Lantas, mengapa dapat dipercaya untuk mengelola hutan? Berdasarkan policy brief Koalisi Pemulihan Hutan (KPH) Jawa, terdapat beberapa alasan agar pemerintah mengeluarkan kebijakan tersebut. Pertama, desa merupakan institusi yang bersifat permanen untuk mengurus dan melayani kehidupan masyarakatnya.
Kedua, desa merupakan manifestasi representasi masyarakat dari waktu ke waktu pengelolaannya, khususnya dalam bidang demokratisasi desa. Maka, diasumsikan desa akan mampu menjadi agen untuk mendistribusikan pemanfaatan pengelolaan sumber daya di wilayahnya, termasuk hutan.

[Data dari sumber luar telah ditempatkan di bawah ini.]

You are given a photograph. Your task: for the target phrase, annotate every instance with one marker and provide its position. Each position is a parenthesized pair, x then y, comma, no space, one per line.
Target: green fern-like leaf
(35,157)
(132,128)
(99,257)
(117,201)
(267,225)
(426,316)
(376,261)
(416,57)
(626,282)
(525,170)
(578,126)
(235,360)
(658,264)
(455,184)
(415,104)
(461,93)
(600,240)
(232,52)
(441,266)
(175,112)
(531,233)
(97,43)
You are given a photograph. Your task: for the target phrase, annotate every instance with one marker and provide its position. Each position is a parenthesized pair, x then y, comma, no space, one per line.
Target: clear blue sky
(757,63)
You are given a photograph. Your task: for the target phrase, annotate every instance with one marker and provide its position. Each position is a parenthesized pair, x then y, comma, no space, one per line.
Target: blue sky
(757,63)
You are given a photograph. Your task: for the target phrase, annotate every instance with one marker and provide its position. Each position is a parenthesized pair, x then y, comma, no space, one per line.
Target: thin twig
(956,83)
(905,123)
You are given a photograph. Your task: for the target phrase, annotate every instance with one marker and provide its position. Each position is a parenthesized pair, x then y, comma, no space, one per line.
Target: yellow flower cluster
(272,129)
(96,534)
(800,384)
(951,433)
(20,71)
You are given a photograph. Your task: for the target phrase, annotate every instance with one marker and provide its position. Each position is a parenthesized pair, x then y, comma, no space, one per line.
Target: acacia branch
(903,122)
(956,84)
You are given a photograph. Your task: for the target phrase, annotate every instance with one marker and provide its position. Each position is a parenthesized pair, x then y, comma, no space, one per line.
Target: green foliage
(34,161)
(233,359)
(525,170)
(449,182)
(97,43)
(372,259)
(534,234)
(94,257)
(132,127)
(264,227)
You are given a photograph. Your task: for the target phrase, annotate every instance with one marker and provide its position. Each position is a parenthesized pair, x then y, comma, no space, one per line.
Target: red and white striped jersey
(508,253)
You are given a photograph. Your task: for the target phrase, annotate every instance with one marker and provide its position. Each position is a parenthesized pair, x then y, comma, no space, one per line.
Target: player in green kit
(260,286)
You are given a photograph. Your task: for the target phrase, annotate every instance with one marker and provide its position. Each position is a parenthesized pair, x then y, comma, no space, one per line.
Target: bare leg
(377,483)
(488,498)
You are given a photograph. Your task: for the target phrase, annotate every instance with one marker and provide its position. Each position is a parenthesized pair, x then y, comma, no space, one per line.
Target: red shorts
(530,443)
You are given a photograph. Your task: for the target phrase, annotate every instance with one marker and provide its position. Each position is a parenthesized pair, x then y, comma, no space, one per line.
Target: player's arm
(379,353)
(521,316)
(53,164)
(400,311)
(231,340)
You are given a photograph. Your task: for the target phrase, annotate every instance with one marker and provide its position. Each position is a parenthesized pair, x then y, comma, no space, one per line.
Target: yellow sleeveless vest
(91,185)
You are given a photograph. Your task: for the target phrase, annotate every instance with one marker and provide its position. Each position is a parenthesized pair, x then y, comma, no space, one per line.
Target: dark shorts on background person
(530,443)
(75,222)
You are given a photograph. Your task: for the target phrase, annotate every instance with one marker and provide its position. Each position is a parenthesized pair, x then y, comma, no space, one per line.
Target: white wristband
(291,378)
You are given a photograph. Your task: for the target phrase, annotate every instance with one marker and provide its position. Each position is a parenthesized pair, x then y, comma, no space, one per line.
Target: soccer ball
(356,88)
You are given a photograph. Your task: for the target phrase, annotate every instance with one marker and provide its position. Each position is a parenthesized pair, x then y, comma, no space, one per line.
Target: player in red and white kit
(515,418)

Ketiga, desa adalah institusi yang memiliki sumber daya pendanaan. Hal ini sejalan dengan Peraturan Menteri Desa Nomor 16 Tahun 2018 tentang Prioritas Penggunaan Dana Desa Tahun 2019 yang menyebut perhutanan sosial sebagai salah satu kegiatan prioritas dari anggaran desa.
Nantinya, dengan lahirnya kebijakan baru tersebut, setidaknya terdapat dua manfaat besar. Pertama, target reforma agraria dan perhutanan sosial dapat lebih terlaksana dengan cepat, bahkan melampaui target yang diinginkan. Kondisi ini dapat terjadi karena desa mempunyai suprastruktur kekuasaan pemerintah yang dapat dengan cepat menjalankan amanah tersebut.
Kedua, dengan adanya pengelolaan hutan oleh desa, seperti halnya transfer dana dari pusat ke desa yang mampu membuat desa lebih bergeliat dan mampu menjadikan banyak inovasi, transfer aset dalam hal ini pengelolaan hutan dari pemerintah pusat kepada desa akan mempercepat pergerakan ekonomi di desa dan memunculkan inovasi-inovasi dalam pengelolaan hutan.